- Relator(a)
- Sergio Pinto Martins
- Órgão julgador
- 8ª Turma
- Data do julgamento
- 20/08/2025
- Data de publicação
- 02/09/2025
TST – Agravo de Instrumento em Recurso de Revista 0010287-34.2023.5.03.0090, Rel. Sergio Pinto Martins, 8ª Turma, j. 20/08/2025, p. 02/09/2025
EMENTA: I – AGRAVO DE INSTRUMENTO EM RECURSO DE REVISTA - ACÓRDÃO REGIONAL PUBLICADO NA VIGÊNCIA DA LEI Nº 13.467/2017 – INDENIZAÇÃO POR DANOS MORAIS. DOENÇA OCUPACIONAL NÃO CONFIGURADA. MATÉRIA FÁTICA. SÚMULA 126 DO TST. TRANSCENDÊNCIA NÃO RECONHECIDA. O Regional, examinando soberanamente o conjunto fático-probatório constante dos autos, foi expresso ao registrar que “ A perícia médica realizada nos autos demonstrou tratar-se de doença degenerativa e não comprovou o necessário nexo de causalidade/concausalidade entre a doença e o trabalho desenvolvido para a primeira ré, inexistindo, assim, conduta omissiva ou comissiva culposa da empregadora que pudesse implicar no desencadeamento ou agravamento da patologia, de modo a se cogitar o pagamento de indenização por danos morais e materiais (inclusive pensão vitalícia ou mesmo temporária) ”. Para chegar a conclusão diversa seria necessário revolvimento de fatos e provas dos autos, procedimento defeso nesta instância extraordinária, a teor da Súmula 126 do TST. Agravo de instrumento a que se nega provimento. II - RECURSO DE REVISTA INTERPOSTO PELA RECLAMANTE - ACÓRDÃO REGIONAL PUBLICADO NA VIGÊNCIA DA LEI Nº 13.467/2017RESCISÃO INDIRETA. FALTA GRAVE DO EMPREGADOR. AUSÊNCIA DE RECOLHIMENTO DE FGTS. CONTRATO DE TRABALHO SUSPENSO. TRANSCENDÊNCIA POLÍTICA RECONHECIDA. No caso, o Tribunal Regional afastou a configuração de justa causa patronal, fundamentando que a ausência ou irregularidade no recolhimento do FGTS não é motivo suficiente para o rompimento do vínculo. Consignou, ainda, que a suspensão do contrato de trabalho em razão de o reclamante estar em gozo de benefício previdenciário inviabiliza a possibilidade de rescisão indireta.

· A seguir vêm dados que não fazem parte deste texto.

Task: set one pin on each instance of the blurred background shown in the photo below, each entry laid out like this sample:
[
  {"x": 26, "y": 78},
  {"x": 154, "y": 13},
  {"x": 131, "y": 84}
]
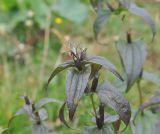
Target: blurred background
[{"x": 33, "y": 36}]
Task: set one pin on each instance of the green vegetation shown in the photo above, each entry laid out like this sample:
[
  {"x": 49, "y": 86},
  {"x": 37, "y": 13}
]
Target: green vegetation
[{"x": 34, "y": 35}]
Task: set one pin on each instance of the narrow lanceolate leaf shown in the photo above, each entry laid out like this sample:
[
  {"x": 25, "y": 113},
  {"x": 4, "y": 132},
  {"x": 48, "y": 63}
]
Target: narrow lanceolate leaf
[
  {"x": 41, "y": 128},
  {"x": 103, "y": 62},
  {"x": 107, "y": 129},
  {"x": 75, "y": 86},
  {"x": 108, "y": 118},
  {"x": 153, "y": 101},
  {"x": 111, "y": 97},
  {"x": 102, "y": 17},
  {"x": 132, "y": 56},
  {"x": 60, "y": 68},
  {"x": 45, "y": 101},
  {"x": 61, "y": 115},
  {"x": 154, "y": 78},
  {"x": 133, "y": 8}
]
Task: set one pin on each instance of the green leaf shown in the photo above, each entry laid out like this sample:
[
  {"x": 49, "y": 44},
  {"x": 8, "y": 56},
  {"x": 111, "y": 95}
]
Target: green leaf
[
  {"x": 133, "y": 8},
  {"x": 41, "y": 128},
  {"x": 61, "y": 115},
  {"x": 132, "y": 56},
  {"x": 60, "y": 68},
  {"x": 151, "y": 77},
  {"x": 120, "y": 85},
  {"x": 102, "y": 17},
  {"x": 73, "y": 10},
  {"x": 125, "y": 3},
  {"x": 111, "y": 97},
  {"x": 107, "y": 129},
  {"x": 108, "y": 118},
  {"x": 45, "y": 101},
  {"x": 103, "y": 62},
  {"x": 154, "y": 100},
  {"x": 145, "y": 124},
  {"x": 75, "y": 86}
]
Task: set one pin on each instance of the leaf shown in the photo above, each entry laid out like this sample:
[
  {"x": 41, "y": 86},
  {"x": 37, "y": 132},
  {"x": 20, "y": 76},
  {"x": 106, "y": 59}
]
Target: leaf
[
  {"x": 108, "y": 118},
  {"x": 75, "y": 86},
  {"x": 103, "y": 62},
  {"x": 73, "y": 10},
  {"x": 21, "y": 111},
  {"x": 157, "y": 127},
  {"x": 102, "y": 17},
  {"x": 154, "y": 100},
  {"x": 4, "y": 131},
  {"x": 40, "y": 129},
  {"x": 111, "y": 97},
  {"x": 120, "y": 85},
  {"x": 45, "y": 101},
  {"x": 145, "y": 124},
  {"x": 132, "y": 57},
  {"x": 107, "y": 129},
  {"x": 60, "y": 68},
  {"x": 133, "y": 8},
  {"x": 151, "y": 77},
  {"x": 61, "y": 115},
  {"x": 43, "y": 114},
  {"x": 125, "y": 3}
]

No entanto, a jurisprudência pacífica do TST considera que a ausência ou irregularidade nos depósitos de FGTS constitui falta grave do empregador, apta a autorizar a rescisão indireta do contrato de trabalho, nos termos da alínea "d" do art. 483 da CLT. Além disso, não há impedimento legal para a rescisão indireta do contrato de trabalho durante sua suspensão. Julgados. Recurso de revista de que se conhece e a que se dá provimento. (Tribunal Superior do Trabalho (8ª Turma). Acórdão: 0010287-34.2023.5.03.0090. Relator(a): SERGIO PINTO MARTINS. Data de julgamento: 20/08/2025. Juntado aos autos em 02/09/2025.)